A multicenter retrospective chart review was conducted of patients undergoing endovascular treatment for ruptured intracranial aneurysms between July 2004 and October 2009. The technique used, including the use of stent or balloon assistance, was evaluated. Demographic and clinical factors, such as sex, age, initial clinical presentation, aneurysm size, aneurysm location, and modified Raymond Classification following initial treatment, were also evaluated and compared between the groups in which rebleeding did and did not occur.

Results

A total of 469 patients underwent endovascular treatment for a ruptured aneurysm; nonprocedural rehemorrhage occurred within 30 days of the initial coiling in 4 cases (0.9%).

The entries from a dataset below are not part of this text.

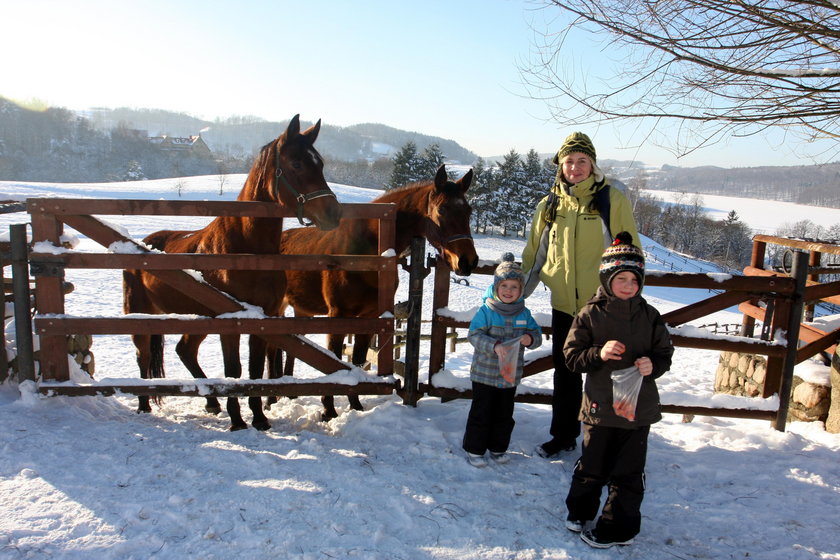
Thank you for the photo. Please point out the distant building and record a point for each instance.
(193, 145)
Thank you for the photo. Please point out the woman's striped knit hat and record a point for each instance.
(620, 256)
(576, 142)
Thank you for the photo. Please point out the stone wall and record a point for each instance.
(744, 374)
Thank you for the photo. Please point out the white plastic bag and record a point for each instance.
(626, 385)
(508, 353)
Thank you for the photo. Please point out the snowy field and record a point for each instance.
(88, 478)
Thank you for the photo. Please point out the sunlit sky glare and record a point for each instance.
(448, 68)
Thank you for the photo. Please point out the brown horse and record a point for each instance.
(436, 209)
(288, 171)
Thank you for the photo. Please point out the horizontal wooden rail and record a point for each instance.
(202, 208)
(218, 388)
(197, 261)
(157, 324)
(545, 398)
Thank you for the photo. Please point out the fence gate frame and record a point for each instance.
(787, 294)
(48, 217)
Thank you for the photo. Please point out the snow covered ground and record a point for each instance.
(88, 478)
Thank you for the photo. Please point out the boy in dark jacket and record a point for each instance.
(617, 329)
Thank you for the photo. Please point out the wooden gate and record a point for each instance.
(787, 297)
(52, 325)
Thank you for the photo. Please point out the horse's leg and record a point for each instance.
(275, 370)
(361, 344)
(256, 364)
(144, 357)
(187, 349)
(233, 369)
(335, 343)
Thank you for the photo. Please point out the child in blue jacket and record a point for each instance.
(502, 318)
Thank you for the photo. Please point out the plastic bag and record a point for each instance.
(508, 353)
(626, 385)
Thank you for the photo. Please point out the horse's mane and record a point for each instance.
(261, 170)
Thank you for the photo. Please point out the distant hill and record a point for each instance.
(246, 135)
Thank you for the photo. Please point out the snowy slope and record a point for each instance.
(88, 478)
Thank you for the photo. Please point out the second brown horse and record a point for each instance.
(435, 209)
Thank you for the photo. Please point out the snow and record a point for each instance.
(87, 477)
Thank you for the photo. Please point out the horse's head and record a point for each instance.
(298, 180)
(449, 222)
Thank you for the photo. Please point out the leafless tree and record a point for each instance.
(713, 67)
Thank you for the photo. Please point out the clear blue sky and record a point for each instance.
(447, 68)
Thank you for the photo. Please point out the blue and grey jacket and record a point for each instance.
(489, 327)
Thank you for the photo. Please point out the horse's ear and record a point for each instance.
(312, 132)
(441, 177)
(465, 181)
(294, 127)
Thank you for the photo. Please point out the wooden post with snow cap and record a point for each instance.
(23, 321)
(417, 273)
(794, 317)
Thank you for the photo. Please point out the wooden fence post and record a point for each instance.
(417, 273)
(440, 298)
(23, 321)
(756, 261)
(800, 274)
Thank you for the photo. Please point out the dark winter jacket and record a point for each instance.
(640, 328)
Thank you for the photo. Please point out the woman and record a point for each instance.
(569, 232)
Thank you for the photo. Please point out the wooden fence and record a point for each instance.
(781, 299)
(778, 300)
(52, 325)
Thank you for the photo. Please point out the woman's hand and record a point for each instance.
(645, 365)
(612, 350)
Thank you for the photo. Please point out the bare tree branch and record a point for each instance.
(718, 67)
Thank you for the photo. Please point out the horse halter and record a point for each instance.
(301, 199)
(431, 234)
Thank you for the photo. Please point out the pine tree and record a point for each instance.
(536, 184)
(430, 161)
(508, 185)
(134, 172)
(479, 194)
(407, 167)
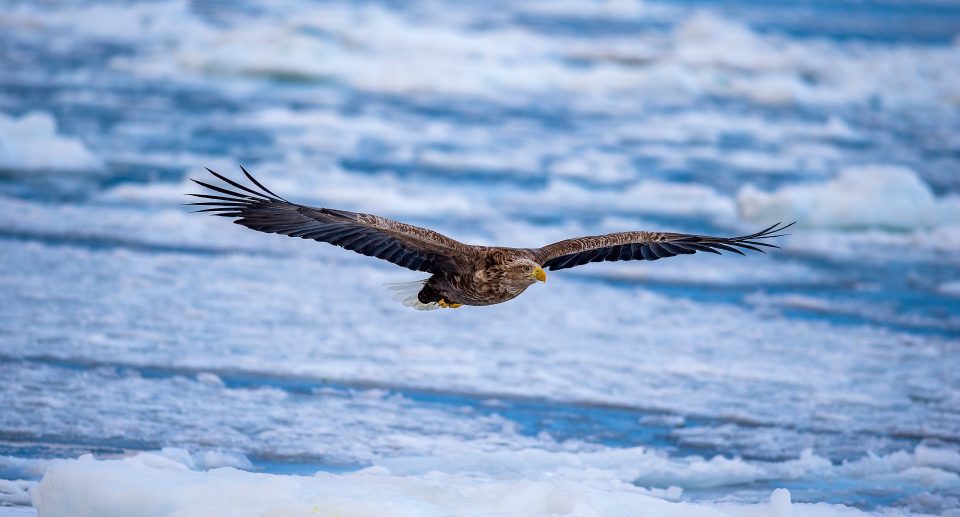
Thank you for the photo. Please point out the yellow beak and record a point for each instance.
(540, 274)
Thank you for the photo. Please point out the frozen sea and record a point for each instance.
(202, 364)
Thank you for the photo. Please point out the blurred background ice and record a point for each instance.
(830, 368)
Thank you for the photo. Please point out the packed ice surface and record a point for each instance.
(31, 143)
(151, 485)
(186, 352)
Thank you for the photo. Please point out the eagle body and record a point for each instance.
(461, 274)
(496, 276)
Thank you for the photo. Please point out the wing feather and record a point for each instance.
(409, 246)
(647, 246)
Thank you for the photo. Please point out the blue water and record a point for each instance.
(129, 325)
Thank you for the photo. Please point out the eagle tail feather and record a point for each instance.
(406, 293)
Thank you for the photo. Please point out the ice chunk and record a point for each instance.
(861, 197)
(31, 143)
(126, 487)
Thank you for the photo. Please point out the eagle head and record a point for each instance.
(525, 272)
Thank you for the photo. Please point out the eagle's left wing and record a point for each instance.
(646, 246)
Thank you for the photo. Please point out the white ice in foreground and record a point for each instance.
(154, 485)
(31, 143)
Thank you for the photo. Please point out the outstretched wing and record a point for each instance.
(646, 246)
(405, 245)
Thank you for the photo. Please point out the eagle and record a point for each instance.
(461, 274)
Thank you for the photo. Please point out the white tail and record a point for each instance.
(406, 293)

Two patients (50%) died after rehemorrhage. Stent-assisted coiling was used during the original treatment in 1 (25%) of the 4 patients with a rerupture. However, no technical, clinical, or demographic factors were found to be statistically significant in association with rebleeding.

Conclusions

Recent data suggest that the periprocedural rebleeding rate may be improving over time.